What did you think of the marathon course yesterday?
Normally when you go to a marathon it’s great to get a different perspective of the city. So when they changed the course [to a four-time loop repeat] I was a little bit disappointed. But it ended up being quite nice, because you got to see all of the runners eight times throughout the race. I got to know everyone along the route; had it been just one long course you would have run the whole thing by yourself. So it was a beautiful run, and I was just very impressed. Running along [Lake Michigan] was just gorgeous.
Some people were worried there wouldn’t be enough water stops. Did they have enough stops for you?
They did. I carried some water with me with me. That’s in large part why they rerouted it, so you passed the same water sports over and over again.
How long have you been doing marathons now?
About five years. I’ve done four marathons in that time.

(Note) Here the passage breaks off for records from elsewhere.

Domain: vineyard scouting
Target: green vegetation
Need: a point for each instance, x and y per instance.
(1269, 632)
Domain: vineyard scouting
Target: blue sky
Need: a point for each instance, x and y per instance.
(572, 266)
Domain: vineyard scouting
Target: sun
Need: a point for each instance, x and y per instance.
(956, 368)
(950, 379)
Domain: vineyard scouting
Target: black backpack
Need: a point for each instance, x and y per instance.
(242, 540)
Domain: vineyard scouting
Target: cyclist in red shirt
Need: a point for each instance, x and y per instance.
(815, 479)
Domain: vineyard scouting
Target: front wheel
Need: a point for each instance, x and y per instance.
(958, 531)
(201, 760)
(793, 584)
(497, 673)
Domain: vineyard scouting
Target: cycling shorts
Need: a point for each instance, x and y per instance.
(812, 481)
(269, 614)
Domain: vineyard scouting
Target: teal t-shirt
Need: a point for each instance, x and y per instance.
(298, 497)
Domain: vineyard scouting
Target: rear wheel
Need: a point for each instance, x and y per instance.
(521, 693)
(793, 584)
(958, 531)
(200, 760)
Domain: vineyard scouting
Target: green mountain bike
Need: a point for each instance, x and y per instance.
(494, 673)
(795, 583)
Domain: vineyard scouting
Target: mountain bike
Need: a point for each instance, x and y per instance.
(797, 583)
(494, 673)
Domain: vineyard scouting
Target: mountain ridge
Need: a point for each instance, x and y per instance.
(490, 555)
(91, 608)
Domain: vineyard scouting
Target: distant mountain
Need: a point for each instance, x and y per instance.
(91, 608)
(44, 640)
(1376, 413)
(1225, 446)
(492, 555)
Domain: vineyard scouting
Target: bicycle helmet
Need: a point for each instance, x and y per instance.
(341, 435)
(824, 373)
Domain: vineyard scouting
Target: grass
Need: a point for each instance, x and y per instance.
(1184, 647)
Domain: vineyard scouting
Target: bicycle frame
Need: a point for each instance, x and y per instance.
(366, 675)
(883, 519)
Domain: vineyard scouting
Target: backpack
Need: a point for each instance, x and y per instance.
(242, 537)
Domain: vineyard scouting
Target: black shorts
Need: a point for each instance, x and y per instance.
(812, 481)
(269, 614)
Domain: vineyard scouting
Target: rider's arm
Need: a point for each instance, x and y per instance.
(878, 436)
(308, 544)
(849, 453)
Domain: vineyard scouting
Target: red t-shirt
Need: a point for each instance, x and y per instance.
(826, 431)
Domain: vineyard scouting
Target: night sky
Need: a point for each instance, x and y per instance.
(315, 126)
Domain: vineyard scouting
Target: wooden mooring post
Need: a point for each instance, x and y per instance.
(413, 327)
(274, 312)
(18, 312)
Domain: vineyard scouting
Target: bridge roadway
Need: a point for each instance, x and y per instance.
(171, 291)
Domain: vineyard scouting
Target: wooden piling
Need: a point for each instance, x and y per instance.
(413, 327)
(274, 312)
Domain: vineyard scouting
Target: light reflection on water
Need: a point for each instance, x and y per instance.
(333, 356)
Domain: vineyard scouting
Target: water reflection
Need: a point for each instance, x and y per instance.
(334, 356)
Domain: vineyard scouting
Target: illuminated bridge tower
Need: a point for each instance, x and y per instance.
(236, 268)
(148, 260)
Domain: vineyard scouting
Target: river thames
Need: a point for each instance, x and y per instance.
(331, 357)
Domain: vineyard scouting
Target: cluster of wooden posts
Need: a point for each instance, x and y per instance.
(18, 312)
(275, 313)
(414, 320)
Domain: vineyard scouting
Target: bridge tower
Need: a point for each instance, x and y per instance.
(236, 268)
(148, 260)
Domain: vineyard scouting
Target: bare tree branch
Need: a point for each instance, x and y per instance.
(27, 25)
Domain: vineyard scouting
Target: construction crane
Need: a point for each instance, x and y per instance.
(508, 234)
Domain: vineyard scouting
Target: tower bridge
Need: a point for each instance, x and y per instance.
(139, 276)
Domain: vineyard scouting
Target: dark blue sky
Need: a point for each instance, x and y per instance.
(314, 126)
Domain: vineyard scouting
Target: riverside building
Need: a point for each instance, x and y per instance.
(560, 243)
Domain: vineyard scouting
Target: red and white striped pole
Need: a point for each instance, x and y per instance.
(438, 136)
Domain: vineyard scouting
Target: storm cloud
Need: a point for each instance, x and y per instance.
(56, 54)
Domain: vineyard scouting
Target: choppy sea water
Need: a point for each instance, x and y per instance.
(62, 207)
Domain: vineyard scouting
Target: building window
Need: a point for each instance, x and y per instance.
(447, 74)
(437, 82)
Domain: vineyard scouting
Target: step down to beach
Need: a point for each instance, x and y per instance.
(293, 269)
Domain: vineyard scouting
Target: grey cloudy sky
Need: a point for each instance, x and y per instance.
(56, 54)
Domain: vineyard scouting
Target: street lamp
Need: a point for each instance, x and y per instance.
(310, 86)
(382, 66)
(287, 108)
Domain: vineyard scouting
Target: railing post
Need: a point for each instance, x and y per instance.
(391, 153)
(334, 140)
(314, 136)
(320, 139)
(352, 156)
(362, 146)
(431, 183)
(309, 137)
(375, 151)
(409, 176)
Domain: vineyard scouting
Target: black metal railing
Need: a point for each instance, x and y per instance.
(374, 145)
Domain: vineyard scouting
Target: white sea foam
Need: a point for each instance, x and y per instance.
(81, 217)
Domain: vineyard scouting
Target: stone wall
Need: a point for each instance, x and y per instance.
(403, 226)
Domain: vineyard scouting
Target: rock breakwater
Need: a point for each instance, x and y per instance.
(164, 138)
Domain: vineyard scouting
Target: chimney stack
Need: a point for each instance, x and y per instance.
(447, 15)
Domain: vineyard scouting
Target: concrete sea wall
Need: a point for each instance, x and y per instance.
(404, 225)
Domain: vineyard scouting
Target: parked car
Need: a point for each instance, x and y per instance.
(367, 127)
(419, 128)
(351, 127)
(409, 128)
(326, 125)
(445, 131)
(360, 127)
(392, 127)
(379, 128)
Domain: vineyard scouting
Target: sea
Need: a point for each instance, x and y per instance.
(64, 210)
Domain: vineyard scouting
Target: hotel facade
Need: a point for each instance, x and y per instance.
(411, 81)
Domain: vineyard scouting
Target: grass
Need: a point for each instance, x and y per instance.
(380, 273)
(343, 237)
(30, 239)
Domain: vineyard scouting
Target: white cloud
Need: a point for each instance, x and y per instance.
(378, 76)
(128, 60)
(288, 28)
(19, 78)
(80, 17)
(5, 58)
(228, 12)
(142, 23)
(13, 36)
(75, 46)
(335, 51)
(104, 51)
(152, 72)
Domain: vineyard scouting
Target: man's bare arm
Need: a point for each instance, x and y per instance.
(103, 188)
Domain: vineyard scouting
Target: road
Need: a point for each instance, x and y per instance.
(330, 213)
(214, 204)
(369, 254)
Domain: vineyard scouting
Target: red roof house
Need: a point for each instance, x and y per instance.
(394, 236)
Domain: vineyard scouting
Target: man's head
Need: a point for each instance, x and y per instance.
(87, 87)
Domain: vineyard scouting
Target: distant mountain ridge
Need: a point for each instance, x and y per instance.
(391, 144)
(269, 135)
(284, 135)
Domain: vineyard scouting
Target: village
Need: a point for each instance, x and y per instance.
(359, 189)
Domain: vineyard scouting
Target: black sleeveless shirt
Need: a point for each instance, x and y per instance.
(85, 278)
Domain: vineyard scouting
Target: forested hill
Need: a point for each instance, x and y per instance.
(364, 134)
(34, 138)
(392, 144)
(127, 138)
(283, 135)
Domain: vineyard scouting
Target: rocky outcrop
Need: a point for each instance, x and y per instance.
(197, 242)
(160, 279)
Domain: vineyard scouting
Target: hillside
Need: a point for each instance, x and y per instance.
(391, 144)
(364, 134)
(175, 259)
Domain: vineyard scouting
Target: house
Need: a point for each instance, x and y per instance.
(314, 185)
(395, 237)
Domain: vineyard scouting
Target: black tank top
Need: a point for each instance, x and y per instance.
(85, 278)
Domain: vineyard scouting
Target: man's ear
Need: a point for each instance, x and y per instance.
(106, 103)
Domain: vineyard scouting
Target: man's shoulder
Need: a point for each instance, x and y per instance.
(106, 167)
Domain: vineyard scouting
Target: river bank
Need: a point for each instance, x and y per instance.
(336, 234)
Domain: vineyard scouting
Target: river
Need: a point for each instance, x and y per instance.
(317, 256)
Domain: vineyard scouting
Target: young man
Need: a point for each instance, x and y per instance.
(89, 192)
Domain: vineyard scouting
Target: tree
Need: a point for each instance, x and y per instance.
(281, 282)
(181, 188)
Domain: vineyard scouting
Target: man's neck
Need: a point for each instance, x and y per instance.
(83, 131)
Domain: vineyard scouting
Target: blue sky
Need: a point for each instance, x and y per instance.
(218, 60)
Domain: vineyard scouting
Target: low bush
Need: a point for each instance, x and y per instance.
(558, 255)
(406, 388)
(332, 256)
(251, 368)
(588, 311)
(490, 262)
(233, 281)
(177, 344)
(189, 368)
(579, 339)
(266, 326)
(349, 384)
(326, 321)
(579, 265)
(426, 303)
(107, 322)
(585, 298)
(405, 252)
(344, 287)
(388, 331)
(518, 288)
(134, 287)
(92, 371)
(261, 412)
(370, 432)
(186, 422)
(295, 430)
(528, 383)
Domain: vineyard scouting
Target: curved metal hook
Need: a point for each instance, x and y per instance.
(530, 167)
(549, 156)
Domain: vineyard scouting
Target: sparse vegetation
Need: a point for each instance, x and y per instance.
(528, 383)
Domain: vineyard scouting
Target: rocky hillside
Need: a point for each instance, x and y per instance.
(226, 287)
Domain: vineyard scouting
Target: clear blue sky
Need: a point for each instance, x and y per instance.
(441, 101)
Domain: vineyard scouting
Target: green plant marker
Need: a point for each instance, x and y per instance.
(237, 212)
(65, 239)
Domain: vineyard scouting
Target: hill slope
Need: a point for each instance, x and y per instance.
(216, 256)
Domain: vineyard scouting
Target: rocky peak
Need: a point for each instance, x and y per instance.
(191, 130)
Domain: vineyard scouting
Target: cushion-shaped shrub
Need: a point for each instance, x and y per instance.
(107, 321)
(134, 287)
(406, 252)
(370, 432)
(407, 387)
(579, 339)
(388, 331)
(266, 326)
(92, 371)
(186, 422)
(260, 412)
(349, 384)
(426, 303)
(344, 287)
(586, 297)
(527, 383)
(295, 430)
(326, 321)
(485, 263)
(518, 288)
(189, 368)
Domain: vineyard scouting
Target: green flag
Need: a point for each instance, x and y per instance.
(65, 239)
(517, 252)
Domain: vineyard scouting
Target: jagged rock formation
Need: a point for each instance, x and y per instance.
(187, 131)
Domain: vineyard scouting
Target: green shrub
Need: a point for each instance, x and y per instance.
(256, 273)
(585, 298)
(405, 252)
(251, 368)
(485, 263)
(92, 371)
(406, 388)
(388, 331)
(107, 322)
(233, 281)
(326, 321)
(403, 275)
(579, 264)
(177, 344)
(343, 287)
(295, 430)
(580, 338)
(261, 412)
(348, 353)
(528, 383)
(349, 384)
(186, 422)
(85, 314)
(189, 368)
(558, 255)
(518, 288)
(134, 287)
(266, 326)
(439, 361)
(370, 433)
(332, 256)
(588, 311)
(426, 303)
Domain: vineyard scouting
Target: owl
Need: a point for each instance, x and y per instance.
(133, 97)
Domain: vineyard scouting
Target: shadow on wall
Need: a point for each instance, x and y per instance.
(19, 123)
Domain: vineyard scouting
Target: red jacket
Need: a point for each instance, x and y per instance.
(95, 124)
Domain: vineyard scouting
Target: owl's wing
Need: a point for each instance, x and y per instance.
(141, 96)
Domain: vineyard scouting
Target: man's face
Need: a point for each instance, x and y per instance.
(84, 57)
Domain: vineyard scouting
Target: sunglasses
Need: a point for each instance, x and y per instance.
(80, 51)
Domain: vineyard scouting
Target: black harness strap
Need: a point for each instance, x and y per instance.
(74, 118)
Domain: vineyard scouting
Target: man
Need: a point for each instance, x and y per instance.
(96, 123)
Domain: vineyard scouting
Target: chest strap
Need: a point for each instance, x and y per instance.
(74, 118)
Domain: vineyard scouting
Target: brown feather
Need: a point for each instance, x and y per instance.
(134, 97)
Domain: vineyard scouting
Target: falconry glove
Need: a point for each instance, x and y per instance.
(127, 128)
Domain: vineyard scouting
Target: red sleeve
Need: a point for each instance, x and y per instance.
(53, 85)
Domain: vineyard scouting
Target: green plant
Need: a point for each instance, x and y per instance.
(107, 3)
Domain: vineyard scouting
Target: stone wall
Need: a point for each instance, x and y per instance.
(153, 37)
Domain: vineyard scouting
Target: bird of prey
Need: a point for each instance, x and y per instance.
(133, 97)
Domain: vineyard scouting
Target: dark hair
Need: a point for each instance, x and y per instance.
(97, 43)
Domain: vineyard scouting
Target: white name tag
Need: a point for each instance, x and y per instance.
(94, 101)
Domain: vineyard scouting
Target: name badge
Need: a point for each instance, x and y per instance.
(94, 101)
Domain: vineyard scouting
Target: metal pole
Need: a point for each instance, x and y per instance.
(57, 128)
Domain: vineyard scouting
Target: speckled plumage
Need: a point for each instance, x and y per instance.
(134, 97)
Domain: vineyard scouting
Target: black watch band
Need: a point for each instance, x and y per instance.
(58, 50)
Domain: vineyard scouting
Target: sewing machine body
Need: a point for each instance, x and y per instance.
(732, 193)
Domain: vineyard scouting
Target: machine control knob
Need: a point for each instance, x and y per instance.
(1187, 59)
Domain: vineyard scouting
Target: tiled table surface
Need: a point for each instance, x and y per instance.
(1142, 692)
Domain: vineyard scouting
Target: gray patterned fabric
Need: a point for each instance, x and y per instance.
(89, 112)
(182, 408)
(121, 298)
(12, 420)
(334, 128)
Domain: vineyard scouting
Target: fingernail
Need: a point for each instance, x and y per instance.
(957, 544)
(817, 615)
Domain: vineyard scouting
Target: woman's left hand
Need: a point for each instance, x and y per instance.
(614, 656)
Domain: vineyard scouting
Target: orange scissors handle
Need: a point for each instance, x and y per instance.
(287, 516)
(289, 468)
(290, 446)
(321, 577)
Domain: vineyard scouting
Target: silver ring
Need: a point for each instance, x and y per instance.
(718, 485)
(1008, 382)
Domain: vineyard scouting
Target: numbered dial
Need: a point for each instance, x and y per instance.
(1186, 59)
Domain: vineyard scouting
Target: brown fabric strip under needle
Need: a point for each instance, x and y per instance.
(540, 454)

Yes. I’ve been having a great time. I only got here on Friday, and I was in bed by nine o’clock, so I guess I kind of got to the party late. I kind of just came, checked in, ran my marathon, and then went out to the party that night after a little nap.
Do you train alone or with a running team in New York?
I train alone sometimes, but I try to train with the Frontrunners in New York when I can. I usually run with them on Wednesdays once a week.
Tell us a little bit about how you prep for the marathon?
Basically, I just run all the time and get all of my long runs in, and learn how to eat and run. My longest training run this time was 19 miles; I did it about three weeks ago.
What did you eat in the few days leading up to the event?
Lots of pasta.
No booze? We spoke with one marathoner who went out drinking the night before.
[Laughs]. I refrained from going out drinking the night before the race. But I did have one club soda at Side Tracks [a popular local Chicago bar in Boys Town].
Did you have to wait hours to get into Side Tracks like we did?
No, actually, I didn’t have to wait long at all. I was there pretty early in the evening. I was home and in bed by about nine o’clock.
Think you’ll hit the next Games?
Yes, definitely. I’ve had a great time; I’m hooked.